The public library yesterday played host to its own version of Animal Planet with visitors that hopped, crawled and slithered.
Michelle LaValle, New Hampshire's answer to Jeff Corwin, rode herd on eight critters, including a rabbit, tarantula and a boa constrictor, before delighted kids and their parents.
"Living in my house with me, I have lots and lots of animals," said LaValle, who runs Michelle's Menagerie out of her Londonderry home.
"These are American animals, but I want you to know they're not just from the United States."
For 18 years, LaValle, a member of the Association of Professional Wildlife Educators, has put on live animal shows at parties, special events, and school assemblies. Yesterday, she showed off her animals and explained their habits.
The first was a white rabbit, which is nocturnal.
"If this were a rabbit out in the wild, right now, he'd be sound asleep," LaValle said.
And like the rabbit, LaValle's second animal, a chinchilla, is also nocturnal, she explained to the kids, most of them ages 3 to 5. Chinchillas, she said, take baths in pits of sand to cool off in the night heat, instead of in a river or pond.

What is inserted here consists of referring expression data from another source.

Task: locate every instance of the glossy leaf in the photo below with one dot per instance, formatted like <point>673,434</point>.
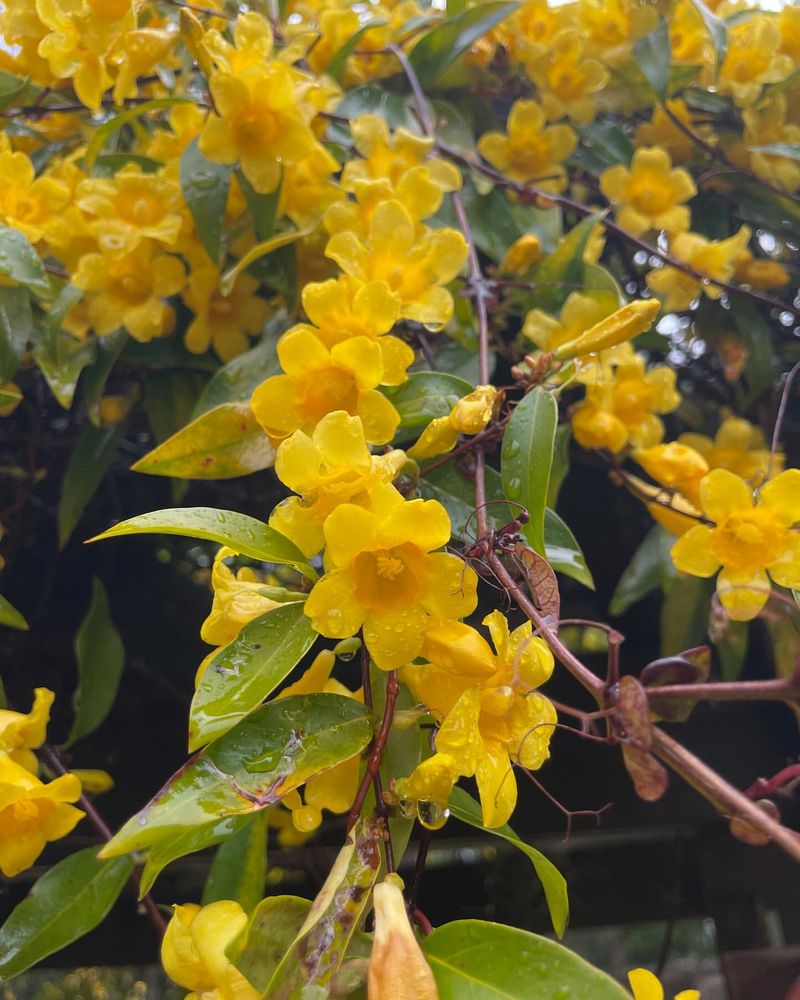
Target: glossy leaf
<point>316,954</point>
<point>66,903</point>
<point>247,670</point>
<point>273,750</point>
<point>442,45</point>
<point>240,532</point>
<point>485,961</point>
<point>526,457</point>
<point>205,186</point>
<point>463,807</point>
<point>16,329</point>
<point>223,443</point>
<point>239,868</point>
<point>88,463</point>
<point>101,659</point>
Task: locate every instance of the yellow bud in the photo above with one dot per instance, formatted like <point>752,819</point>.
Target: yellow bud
<point>397,967</point>
<point>621,326</point>
<point>522,254</point>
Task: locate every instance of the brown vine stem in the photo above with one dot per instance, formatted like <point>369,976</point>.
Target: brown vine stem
<point>53,758</point>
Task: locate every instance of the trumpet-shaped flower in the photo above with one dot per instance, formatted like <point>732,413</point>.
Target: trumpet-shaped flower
<point>530,151</point>
<point>384,574</point>
<point>318,381</point>
<point>32,814</point>
<point>492,715</point>
<point>750,539</point>
<point>414,266</point>
<point>193,951</point>
<point>650,193</point>
<point>331,467</point>
<point>21,734</point>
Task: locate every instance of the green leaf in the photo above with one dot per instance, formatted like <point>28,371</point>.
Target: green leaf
<point>101,659</point>
<point>643,573</point>
<point>10,617</point>
<point>315,955</point>
<point>485,961</point>
<point>716,27</point>
<point>67,902</point>
<point>239,868</point>
<point>88,463</point>
<point>526,458</point>
<point>562,550</point>
<point>653,55</point>
<point>20,263</point>
<point>205,186</point>
<point>272,751</point>
<point>16,329</point>
<point>425,395</point>
<point>222,443</point>
<point>452,36</point>
<point>247,670</point>
<point>465,808</point>
<point>113,125</point>
<point>240,532</point>
<point>272,928</point>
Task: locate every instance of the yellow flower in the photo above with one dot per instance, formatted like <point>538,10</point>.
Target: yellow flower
<point>32,814</point>
<point>130,207</point>
<point>530,151</point>
<point>623,409</point>
<point>193,951</point>
<point>129,291</point>
<point>645,986</point>
<point>318,381</point>
<point>712,258</point>
<point>21,734</point>
<point>650,193</point>
<point>750,538</point>
<point>383,574</point>
<point>753,59</point>
<point>567,80</point>
<point>414,266</point>
<point>222,322</point>
<point>492,716</point>
<point>238,598</point>
<point>331,467</point>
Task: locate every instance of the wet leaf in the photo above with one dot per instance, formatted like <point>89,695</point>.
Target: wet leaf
<point>526,458</point>
<point>247,670</point>
<point>101,660</point>
<point>223,443</point>
<point>485,961</point>
<point>272,751</point>
<point>239,868</point>
<point>67,902</point>
<point>463,807</point>
<point>317,951</point>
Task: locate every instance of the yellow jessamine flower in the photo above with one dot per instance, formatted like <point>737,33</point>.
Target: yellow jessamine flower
<point>567,80</point>
<point>21,734</point>
<point>193,951</point>
<point>650,193</point>
<point>750,538</point>
<point>384,574</point>
<point>646,986</point>
<point>331,467</point>
<point>530,151</point>
<point>319,381</point>
<point>32,814</point>
<point>491,713</point>
<point>129,291</point>
<point>624,409</point>
<point>414,266</point>
<point>712,258</point>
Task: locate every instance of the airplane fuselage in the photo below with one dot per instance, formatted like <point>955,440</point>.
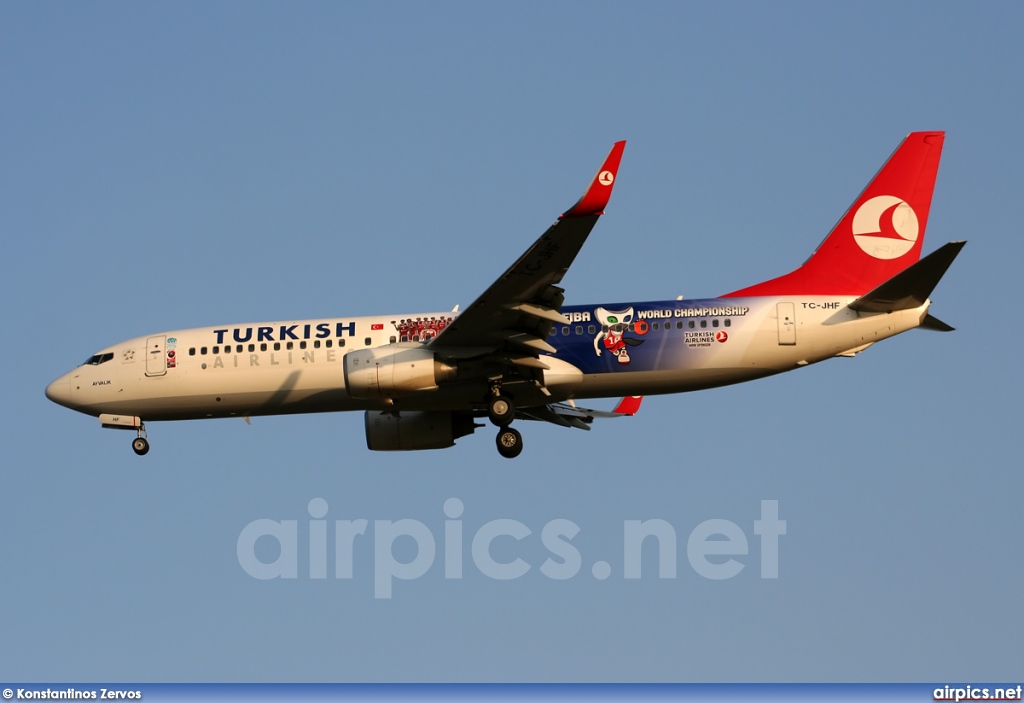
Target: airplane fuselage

Also making appearances were the tarantula, boa constrictor, a box turtle, a silkie bantam (a bird with fur-like feathers), a ferret and a tegu, a kind of lizard. LaValle said that while most animals eat frequently, the boa eats seldom throughout the year.
"This snake goes a whole year and only eats 10 times," LaValle said, as the animal coiled around her waist like a belt.
The parents and the children gazed with their eyes open wide.
"I thought it was awesome," said Patricia Curtin, who saw the show with her son, Andrew, and niece, Samantha Andrews. "She really educated the kids."
Andrew said the chinchilla caught his eye.
"Everyone loved when the chinchilla took a bath," he said. "I never knew that chinchillas, if they get hot and sweaty, they roll in sand."
Samantha nodded and said her favorite animal is the turtle.
But LaValle stressed that as fascinating as the animals are, it's best to leave them alone when they area spotted in the wild.
"If you love animals, you never touch the wild ones, because when you get too close, you scare them," she said.